Here’s their conclusion (which I’m breaking into multiple paragraphs for ease of reading):

For-profit corporations infused with their owners’ religion are common. These businesses do no violence to corporate law, which is primarily contractual and facilitative, allowing firms, including those that are closely held, to adopt provisions best suited to their needs. There is no evidence that these businesses generate greater corporate dysfunction than their secular counterparts.

It is true that society treats corporations as legally distinct persons for some purposes, but this is a pragmatic choice rather than a normative judgment that human concerns do not apply to such firms. Corporations are just means by which groups of people pursue common purposes, and acknowledging the exercise of religion by for-profit corporations is by no means a category mistake. Nor, given that corporations can be formed for “any lawful purpose,” do shareholders violate some social compact by accepting the benefits of the corporate form while pursuing both profits and religious values.

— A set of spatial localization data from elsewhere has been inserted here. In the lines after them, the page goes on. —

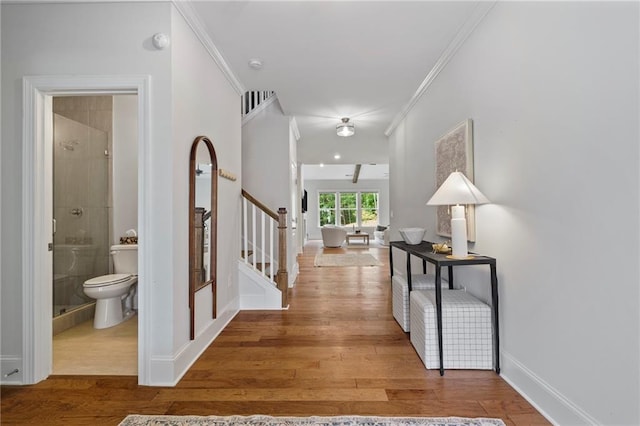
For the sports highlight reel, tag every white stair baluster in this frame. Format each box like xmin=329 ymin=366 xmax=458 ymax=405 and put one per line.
xmin=261 ymin=211 xmax=266 ymax=277
xmin=269 ymin=219 xmax=274 ymax=281
xmin=252 ymin=204 xmax=257 ymax=269
xmin=243 ymin=197 xmax=248 ymax=263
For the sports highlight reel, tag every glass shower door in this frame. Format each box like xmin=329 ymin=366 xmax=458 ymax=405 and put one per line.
xmin=52 ymin=106 xmax=110 ymax=317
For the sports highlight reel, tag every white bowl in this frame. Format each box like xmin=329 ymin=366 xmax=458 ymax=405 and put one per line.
xmin=399 ymin=227 xmax=425 ymax=245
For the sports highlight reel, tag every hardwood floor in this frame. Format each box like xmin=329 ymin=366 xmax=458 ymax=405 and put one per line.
xmin=0 ymin=241 xmax=549 ymax=425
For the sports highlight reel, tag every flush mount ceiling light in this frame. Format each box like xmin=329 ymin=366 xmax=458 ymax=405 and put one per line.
xmin=248 ymin=58 xmax=263 ymax=70
xmin=336 ymin=117 xmax=355 ymax=137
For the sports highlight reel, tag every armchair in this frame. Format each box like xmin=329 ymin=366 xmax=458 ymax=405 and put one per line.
xmin=374 ymin=226 xmax=390 ymax=245
xmin=321 ymin=226 xmax=347 ymax=248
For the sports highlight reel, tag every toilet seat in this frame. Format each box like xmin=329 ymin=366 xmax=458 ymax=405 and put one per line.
xmin=84 ymin=273 xmax=133 ymax=287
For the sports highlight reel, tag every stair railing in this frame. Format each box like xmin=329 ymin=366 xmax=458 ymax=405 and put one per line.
xmin=241 ymin=91 xmax=276 ymax=118
xmin=241 ymin=189 xmax=288 ymax=308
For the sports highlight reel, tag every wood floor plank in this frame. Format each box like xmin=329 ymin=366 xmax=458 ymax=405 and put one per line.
xmin=154 ymin=388 xmax=388 ymax=402
xmin=0 ymin=241 xmax=550 ymax=426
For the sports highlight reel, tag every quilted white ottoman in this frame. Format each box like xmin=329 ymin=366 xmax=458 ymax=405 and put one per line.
xmin=391 ymin=274 xmax=448 ymax=332
xmin=410 ymin=289 xmax=492 ymax=370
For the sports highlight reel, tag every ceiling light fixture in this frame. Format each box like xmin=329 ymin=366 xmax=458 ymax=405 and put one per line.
xmin=334 ymin=154 xmax=341 ymax=159
xmin=248 ymin=58 xmax=263 ymax=70
xmin=336 ymin=117 xmax=355 ymax=137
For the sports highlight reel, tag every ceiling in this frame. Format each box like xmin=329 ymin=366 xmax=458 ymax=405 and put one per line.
xmin=303 ymin=164 xmax=389 ymax=181
xmin=190 ymin=0 xmax=479 ymax=171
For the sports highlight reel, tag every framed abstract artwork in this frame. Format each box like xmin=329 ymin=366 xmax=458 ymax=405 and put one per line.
xmin=434 ymin=119 xmax=477 ymax=242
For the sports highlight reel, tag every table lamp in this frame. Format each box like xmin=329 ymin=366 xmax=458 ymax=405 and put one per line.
xmin=426 ymin=171 xmax=489 ymax=258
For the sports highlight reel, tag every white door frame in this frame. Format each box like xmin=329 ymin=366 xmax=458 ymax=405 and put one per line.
xmin=22 ymin=75 xmax=151 ymax=384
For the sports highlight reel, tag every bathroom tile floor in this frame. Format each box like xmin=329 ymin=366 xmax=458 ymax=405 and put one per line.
xmin=52 ymin=315 xmax=138 ymax=375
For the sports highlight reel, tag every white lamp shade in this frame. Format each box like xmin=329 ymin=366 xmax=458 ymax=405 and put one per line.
xmin=426 ymin=171 xmax=489 ymax=206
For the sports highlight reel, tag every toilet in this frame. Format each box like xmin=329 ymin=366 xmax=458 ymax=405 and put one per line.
xmin=83 ymin=244 xmax=138 ymax=329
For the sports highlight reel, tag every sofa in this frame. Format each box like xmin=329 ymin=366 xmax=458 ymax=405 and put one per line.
xmin=321 ymin=226 xmax=347 ymax=248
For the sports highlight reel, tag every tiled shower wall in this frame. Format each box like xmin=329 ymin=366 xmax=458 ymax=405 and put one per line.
xmin=52 ymin=96 xmax=112 ymax=315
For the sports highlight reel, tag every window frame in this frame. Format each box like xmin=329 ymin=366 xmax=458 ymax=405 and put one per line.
xmin=359 ymin=191 xmax=379 ymax=227
xmin=317 ymin=190 xmax=379 ymax=228
xmin=317 ymin=191 xmax=337 ymax=227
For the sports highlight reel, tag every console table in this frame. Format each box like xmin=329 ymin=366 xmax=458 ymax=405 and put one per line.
xmin=389 ymin=240 xmax=500 ymax=375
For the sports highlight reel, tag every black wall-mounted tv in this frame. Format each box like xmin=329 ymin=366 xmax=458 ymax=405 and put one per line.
xmin=301 ymin=190 xmax=308 ymax=213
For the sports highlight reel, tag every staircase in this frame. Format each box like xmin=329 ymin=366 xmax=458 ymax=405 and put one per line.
xmin=239 ymin=189 xmax=288 ymax=309
xmin=241 ymin=250 xmax=271 ymax=274
xmin=239 ymin=90 xmax=288 ymax=309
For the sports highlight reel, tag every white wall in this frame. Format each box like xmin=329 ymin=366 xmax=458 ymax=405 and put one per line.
xmin=289 ymin=125 xmax=301 ymax=273
xmin=112 ymin=95 xmax=138 ymax=243
xmin=388 ymin=2 xmax=639 ymax=424
xmin=0 ymin=2 xmax=241 ymax=386
xmin=169 ymin=5 xmax=241 ymax=373
xmin=304 ymin=179 xmax=390 ymax=240
xmin=1 ymin=1 xmax=172 ymax=384
xmin=242 ymin=99 xmax=298 ymax=285
xmin=242 ymin=99 xmax=290 ymax=213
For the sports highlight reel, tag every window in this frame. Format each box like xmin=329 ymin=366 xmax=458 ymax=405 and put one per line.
xmin=360 ymin=192 xmax=379 ymax=226
xmin=339 ymin=192 xmax=357 ymax=226
xmin=318 ymin=192 xmax=336 ymax=227
xmin=318 ymin=191 xmax=379 ymax=227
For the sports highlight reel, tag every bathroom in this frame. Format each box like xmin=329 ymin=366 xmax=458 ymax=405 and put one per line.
xmin=51 ymin=94 xmax=139 ymax=375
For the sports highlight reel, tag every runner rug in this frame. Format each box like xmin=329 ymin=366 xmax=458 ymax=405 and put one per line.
xmin=313 ymin=253 xmax=382 ymax=267
xmin=119 ymin=414 xmax=506 ymax=426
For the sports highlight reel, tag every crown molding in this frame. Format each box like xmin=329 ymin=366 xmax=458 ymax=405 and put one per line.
xmin=172 ymin=0 xmax=245 ymax=96
xmin=385 ymin=1 xmax=496 ymax=137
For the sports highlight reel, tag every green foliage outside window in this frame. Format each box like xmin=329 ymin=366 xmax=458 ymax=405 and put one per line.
xmin=318 ymin=192 xmax=336 ymax=226
xmin=360 ymin=192 xmax=379 ymax=226
xmin=318 ymin=191 xmax=379 ymax=227
xmin=340 ymin=192 xmax=357 ymax=226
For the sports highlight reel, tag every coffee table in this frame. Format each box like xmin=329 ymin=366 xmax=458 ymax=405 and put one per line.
xmin=346 ymin=232 xmax=369 ymax=245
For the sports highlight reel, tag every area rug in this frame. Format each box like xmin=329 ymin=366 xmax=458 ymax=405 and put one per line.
xmin=119 ymin=414 xmax=506 ymax=426
xmin=314 ymin=253 xmax=382 ymax=267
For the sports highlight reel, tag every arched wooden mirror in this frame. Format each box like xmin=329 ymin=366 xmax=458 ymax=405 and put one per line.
xmin=189 ymin=136 xmax=218 ymax=340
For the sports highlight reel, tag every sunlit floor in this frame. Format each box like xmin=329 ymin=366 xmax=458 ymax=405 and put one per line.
xmin=52 ymin=315 xmax=138 ymax=375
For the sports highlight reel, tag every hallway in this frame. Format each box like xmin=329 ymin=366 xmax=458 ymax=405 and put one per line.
xmin=0 ymin=241 xmax=548 ymax=425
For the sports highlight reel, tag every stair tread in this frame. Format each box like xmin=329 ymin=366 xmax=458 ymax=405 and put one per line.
xmin=255 ymin=262 xmax=271 ymax=271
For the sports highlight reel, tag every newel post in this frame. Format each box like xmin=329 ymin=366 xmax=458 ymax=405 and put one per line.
xmin=277 ymin=207 xmax=288 ymax=308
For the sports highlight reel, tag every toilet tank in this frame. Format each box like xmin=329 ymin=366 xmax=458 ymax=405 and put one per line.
xmin=111 ymin=244 xmax=138 ymax=274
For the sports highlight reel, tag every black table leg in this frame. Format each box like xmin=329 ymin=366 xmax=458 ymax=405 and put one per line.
xmin=389 ymin=247 xmax=394 ymax=278
xmin=422 ymin=259 xmax=427 ymax=274
xmin=490 ymin=263 xmax=500 ymax=374
xmin=435 ymin=266 xmax=444 ymax=376
xmin=447 ymin=265 xmax=454 ymax=289
xmin=406 ymin=252 xmax=412 ymax=292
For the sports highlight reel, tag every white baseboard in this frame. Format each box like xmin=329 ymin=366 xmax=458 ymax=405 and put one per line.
xmin=500 ymin=350 xmax=599 ymax=425
xmin=148 ymin=302 xmax=238 ymax=386
xmin=289 ymin=262 xmax=299 ymax=288
xmin=0 ymin=357 xmax=23 ymax=385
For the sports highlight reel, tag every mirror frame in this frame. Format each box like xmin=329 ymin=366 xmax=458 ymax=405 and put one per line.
xmin=189 ymin=136 xmax=218 ymax=340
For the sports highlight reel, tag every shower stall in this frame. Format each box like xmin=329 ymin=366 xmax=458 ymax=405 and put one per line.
xmin=52 ymin=96 xmax=112 ymax=330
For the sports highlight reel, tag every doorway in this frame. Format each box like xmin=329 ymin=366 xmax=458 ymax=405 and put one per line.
xmin=51 ymin=94 xmax=138 ymax=375
xmin=22 ymin=75 xmax=150 ymax=384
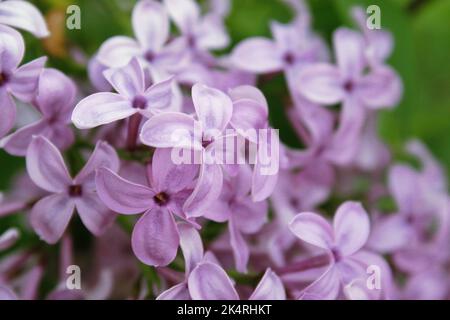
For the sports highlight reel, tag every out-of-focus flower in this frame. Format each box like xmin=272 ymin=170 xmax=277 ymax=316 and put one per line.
xmin=26 ymin=136 xmax=119 ymax=244
xmin=0 ymin=0 xmax=49 ymax=38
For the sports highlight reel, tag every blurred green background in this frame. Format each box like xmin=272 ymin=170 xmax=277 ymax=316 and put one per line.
xmin=0 ymin=0 xmax=449 ymax=190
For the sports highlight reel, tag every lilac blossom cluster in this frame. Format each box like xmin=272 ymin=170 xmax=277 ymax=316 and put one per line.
xmin=0 ymin=0 xmax=449 ymax=300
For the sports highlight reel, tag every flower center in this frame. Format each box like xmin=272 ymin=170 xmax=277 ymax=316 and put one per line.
xmin=132 ymin=95 xmax=147 ymax=109
xmin=283 ymin=52 xmax=295 ymax=65
xmin=144 ymin=50 xmax=155 ymax=62
xmin=331 ymin=247 xmax=342 ymax=262
xmin=68 ymin=184 xmax=83 ymax=197
xmin=344 ymin=80 xmax=354 ymax=92
xmin=153 ymin=192 xmax=170 ymax=206
xmin=0 ymin=72 xmax=10 ymax=87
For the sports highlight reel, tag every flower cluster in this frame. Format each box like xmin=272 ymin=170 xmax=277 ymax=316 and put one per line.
xmin=0 ymin=0 xmax=448 ymax=300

Of course, granting religious exemptions from otherwise applicable laws raises the risk of opportunism and can undermine important governmental policies. These risks are present with natural persons as well, however. RFRA deals with these concerns not by narrowing the definition of “person,” but instead by scrutinizing only those burdens on religious exercise that are substantial and allowing compelling interests to justify such burdens in appropriate cases. Simply put, corporate law provides no reason for excluding for-profit corporations from RFRA.

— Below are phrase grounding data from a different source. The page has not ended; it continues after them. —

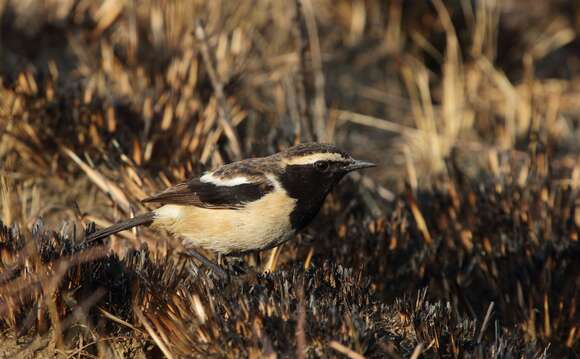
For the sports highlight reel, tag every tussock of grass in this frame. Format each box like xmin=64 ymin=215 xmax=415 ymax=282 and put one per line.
xmin=0 ymin=0 xmax=579 ymax=357
xmin=0 ymin=158 xmax=577 ymax=357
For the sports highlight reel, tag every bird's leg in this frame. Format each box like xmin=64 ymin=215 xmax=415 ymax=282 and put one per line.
xmin=253 ymin=252 xmax=262 ymax=268
xmin=217 ymin=253 xmax=224 ymax=266
xmin=185 ymin=249 xmax=228 ymax=279
xmin=218 ymin=253 xmax=235 ymax=273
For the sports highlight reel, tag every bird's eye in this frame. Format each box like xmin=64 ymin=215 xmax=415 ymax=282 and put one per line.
xmin=314 ymin=161 xmax=330 ymax=172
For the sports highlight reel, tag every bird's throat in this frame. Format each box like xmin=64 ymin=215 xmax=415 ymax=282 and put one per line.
xmin=278 ymin=166 xmax=339 ymax=230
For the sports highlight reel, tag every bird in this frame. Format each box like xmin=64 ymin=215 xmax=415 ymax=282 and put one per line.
xmin=85 ymin=143 xmax=375 ymax=277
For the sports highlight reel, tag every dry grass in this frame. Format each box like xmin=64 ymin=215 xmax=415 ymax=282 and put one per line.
xmin=0 ymin=0 xmax=579 ymax=357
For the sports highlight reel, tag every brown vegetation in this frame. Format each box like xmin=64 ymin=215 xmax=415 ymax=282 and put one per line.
xmin=0 ymin=0 xmax=579 ymax=357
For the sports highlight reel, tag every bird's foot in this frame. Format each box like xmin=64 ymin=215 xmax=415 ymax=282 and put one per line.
xmin=183 ymin=249 xmax=228 ymax=280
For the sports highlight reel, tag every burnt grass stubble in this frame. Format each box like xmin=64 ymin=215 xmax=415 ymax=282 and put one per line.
xmin=0 ymin=158 xmax=578 ymax=358
xmin=2 ymin=0 xmax=580 ymax=357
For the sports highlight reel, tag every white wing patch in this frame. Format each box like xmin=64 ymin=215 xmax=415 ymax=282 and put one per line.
xmin=284 ymin=152 xmax=347 ymax=165
xmin=265 ymin=174 xmax=282 ymax=190
xmin=151 ymin=173 xmax=295 ymax=254
xmin=200 ymin=172 xmax=251 ymax=186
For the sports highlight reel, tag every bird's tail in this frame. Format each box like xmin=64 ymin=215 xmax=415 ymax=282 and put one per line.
xmin=86 ymin=212 xmax=155 ymax=243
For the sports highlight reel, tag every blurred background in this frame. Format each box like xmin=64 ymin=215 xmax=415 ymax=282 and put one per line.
xmin=0 ymin=1 xmax=579 ymax=358
xmin=1 ymin=0 xmax=578 ymax=225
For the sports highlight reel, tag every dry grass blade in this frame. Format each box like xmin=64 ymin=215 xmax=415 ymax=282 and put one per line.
xmin=298 ymin=0 xmax=327 ymax=141
xmin=263 ymin=246 xmax=281 ymax=274
xmin=98 ymin=307 xmax=142 ymax=333
xmin=295 ymin=282 xmax=306 ymax=359
xmin=409 ymin=343 xmax=423 ymax=359
xmin=0 ymin=176 xmax=12 ymax=225
xmin=195 ymin=21 xmax=242 ymax=160
xmin=303 ymin=247 xmax=314 ymax=270
xmin=406 ymin=191 xmax=432 ymax=245
xmin=292 ymin=0 xmax=313 ymax=142
xmin=477 ymin=302 xmax=495 ymax=343
xmin=92 ymin=0 xmax=124 ymax=38
xmin=336 ymin=110 xmax=423 ymax=137
xmin=0 ymin=244 xmax=109 ymax=296
xmin=62 ymin=146 xmax=130 ymax=213
xmin=0 ymin=1 xmax=578 ymax=357
xmin=328 ymin=340 xmax=366 ymax=359
xmin=134 ymin=306 xmax=175 ymax=359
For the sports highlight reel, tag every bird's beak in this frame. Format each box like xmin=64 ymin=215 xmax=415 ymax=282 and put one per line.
xmin=344 ymin=160 xmax=376 ymax=172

As I hadn’t noticed it before elsewhere, I’ll also highlight this passage that Meese and Oman quote from the majority opinion in 1978 in Monell v. New York City Dep’t of Social Services:

[B]y 1871, it was well understood that corporations should be treated as natural persons for virtually all purposes of constitutional and statutory analysis.

Guess which retrograde Neanderthal corporate shill wrote that passage? Justice William J. Brennan Jr. (in a part of the majority opinion joined by six other  justices, including Marshall, Blackmun and Stevens).